Despite its wry moments, there is also a more sinister, Orwellian edge to the goings-on in Night Vale. The local government is oppressive and Cecil Palmer is its unsuspecting public advocate. There’s a sense of constant surveillance, of restricted freedoms (including a full ban on pencils and paper), and yet Cecil will also mention things like Facebook or air travel, all of which seem incongruent with the town’s totalitarian ringfence.

“Joseph’s original concept for the show was a place where every conspiracy theory is true,” explains Cranor. “In Night Vale, there’s the idea of a government that’s both covertly, and overtly, authoritarian. At the heart of many conspiracies is the underground, the secret police, and yet here they’re out in the open and Cecil’s like, ‘Well of course we have secret police. Who else is going to coordinate everything to make our lives safe?’.”


“And now, the weather”

Cecil Palmer, every ‘Welcome To Night Vale’ podcast episode


Music is central to the strange, unsettling atmosphere of Cecil’s daily broadcasts. Just behind his words, right on the cusp of audibility, are compositions by the New York electronic musician Disparition (Jon Bernstein) whose ‘Ballad Of Fiedler & Munt’ also forms the ghostly title tune. His pieces are often wonky, nightmarishly haunting or even twee, but you can never quite hear them properly. It’s the art of wilful obfuscation, a trick that means you once again never really know what’s going on.

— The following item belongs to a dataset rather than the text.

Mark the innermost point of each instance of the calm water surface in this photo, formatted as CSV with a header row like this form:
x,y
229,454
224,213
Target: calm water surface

Another musical constant in every ‘Night Vale’ broadcast is the moment when Cecil announces the nightly weather forecast, which turns out to be a song rather than a traditional bulletin – and one that’s never got anything to do with meteorological matters. The first weather forecast was performed by co-founder Fink, but since then a host of mostly unknown artists have had their songs featured in the podcast, which gives rise to the kind of profile-raising that is nigh-on impossible to achieve in music today. In one week, the podcast was downloaded 150,000 times. Every song, ranging from Dylan-esque folk to assbackwards hip hop, is hand-picked by the pair.

One of the artists whose music appeared on the weather was Mary Epworth, who was subsequently invited to supply the music for Cranor’s Night Vale spin-off podcast , ‘Within The Wires’, where she also voices characters on occasion. ‘Within The Wires’ takes Night Vale’s oddness and transfers it to what purports to be an unearthed treasure trove of tapes, including narrated tours of an exhibition at London’s Tate Modern, some 29 years before it was actually a museum.

Fink also has his own spin-off, ‘I Only Listen To The Mountain Goats’, and there are several other shows and ideas in the stable. As well as a number of books, including ‘Welcome To Night Vale: A Novel’, our conversation took place at the end of a sell-out European tour, complete with Cecil delivering broadcasts to the audience and live accompaniment from Disparition.

“For me it’s always been about creating cool stuff and doing it independently,” reflects Cranor, musing on how successful the Night Vale enterprise has become.

“I have to accept that this is my full-time job now. I couldn’t be happier, and I literally can’t think of anything more fun to do. Now maybe if you ask me on a different day when something’s super stressful I’ll be like, ‘Ah man, I really miss my old data-entry job’.”